A 100 gr weight of the State of Israel. Two small plaques are affixed at the bottom to correct the weight, one of them stamped with an official seal used from the 1970’s onward — a set of scales and the letter Yud within a star of David.

Broken Arabic Glass Weight (Late Islamic)

A broken glass weight of the Late Islamic period with remnants of Arabic inscription, original weight probably 1 Dinar.

1 Dirham Weight (10th – 11th Cent. CE)

A square bronze 1 Dirham weight, with Arabic inscription and tapered edges. Used for weighing silver Dirham coins. Hundreds of similar weights of the Fatimid era (10th–11th century CE) were discovered in Caesarea.

Imperial Byzantine Glass Weight (Early 8th Cent. CE)

An “Imperial” glass weight of the Byzantine Period, used for weighing gold coins. Imprinted with a trio of saints and the cross shaped monogram of Theodosius III, of the early 8th century CE. Both the quality of the glass as well as the impression are strikingly similar to weights produced in European workshops and hence are likely of that origin.

Kerátion Weight (6th Cent. CE)

A Byzantine Period bronze weight with a silver inlay Kerátion (English: carat; Latin: siliqua), for the weighing of silver coins. The Lettering KA may denote one Kerátion, and it indeed matches the weight of a Justinian II Siliqua coin of the 6th century CE.

Byzantine Numsima Bronze Weight (4th – 6th Cent. CE)

A Byzantine Period Numisma bronze weight for the weighing of gold coins. (4th–6th cent. CE).

Half of a Limestone Maneh Weight (late 4th cent. BCE – 70 CE)

Half of a flat cylindrical limestone weight. Second Temple Period. Based on the weight and size of the object, the complete weight would’ve had a weight similar to Maneh weights found in the vicinity of the Old City. The sifting has also unearthed disc-shaped lead weights, weighing ⅛ maneh belonging to the Hellenistic Period (3rd-2nd cent. BCE).

Judaean 4 Gera Weight (10th-6th cent. BCE)

A Judean 4 Gera (⅙ Shekel) weight from the First Temple Period. Limestone etched with four parallel lines. The complete stone weighs 2.48 grams, about 15% heavier than comparable Judean weights.

Judean 4 Shekel Weight (8th-6th Cent. BCE)
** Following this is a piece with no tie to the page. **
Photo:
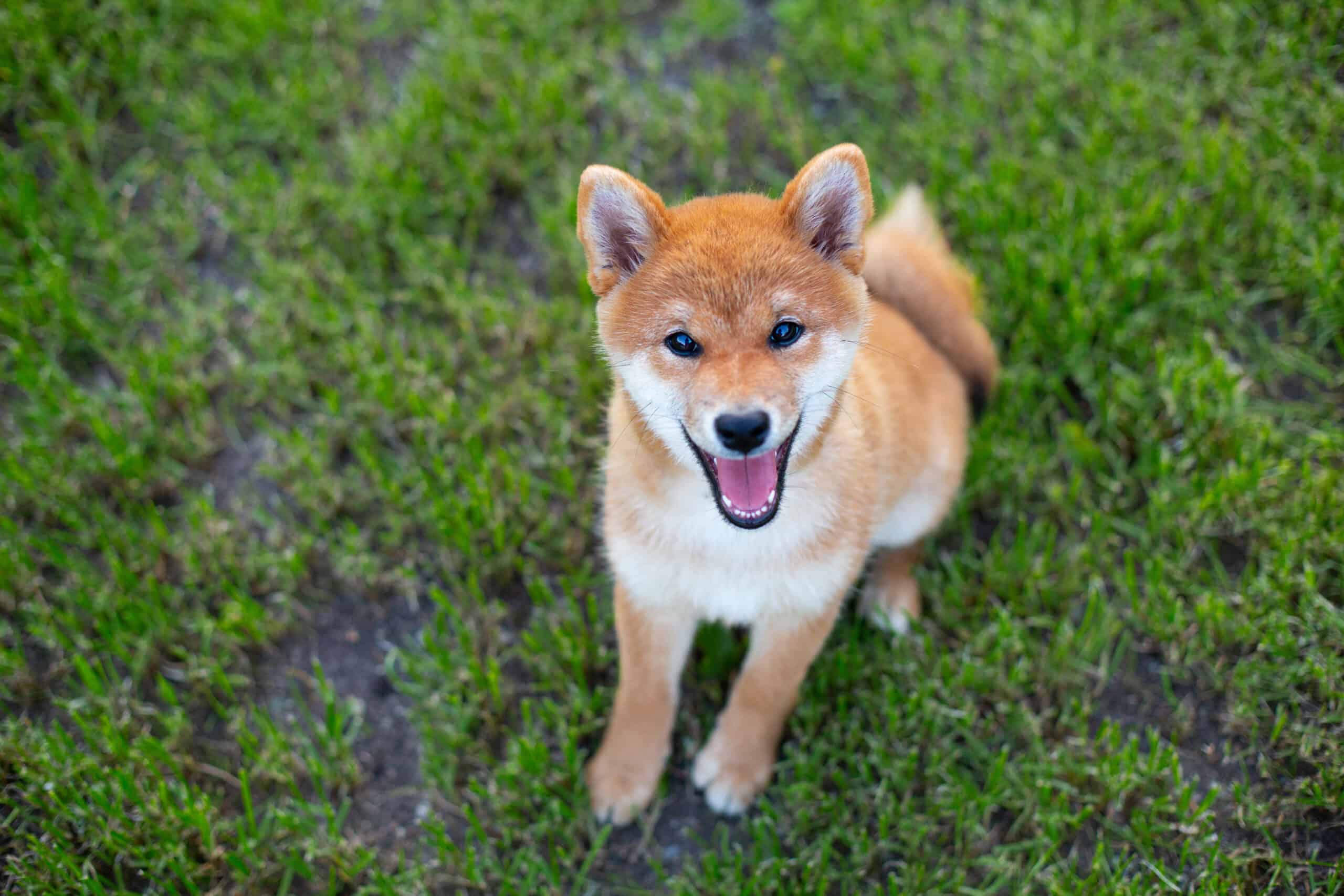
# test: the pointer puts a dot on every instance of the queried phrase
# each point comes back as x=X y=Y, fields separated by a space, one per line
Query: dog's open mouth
x=747 y=491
A Judean 4 Shekel weight. Limestone with a lead insert. Late 8th – Early 6th century BCE, 1st Temple Period. The lead insert is clearly visible, indicating it was probably used to fix an underweight stone, rather than for creating an overweight counterfeit. The stone is dome- shaped and marked on one side with four lines, an unusal way to denote its weight, as most weighing stones of the time were marked with Egyptian hieratic numerals.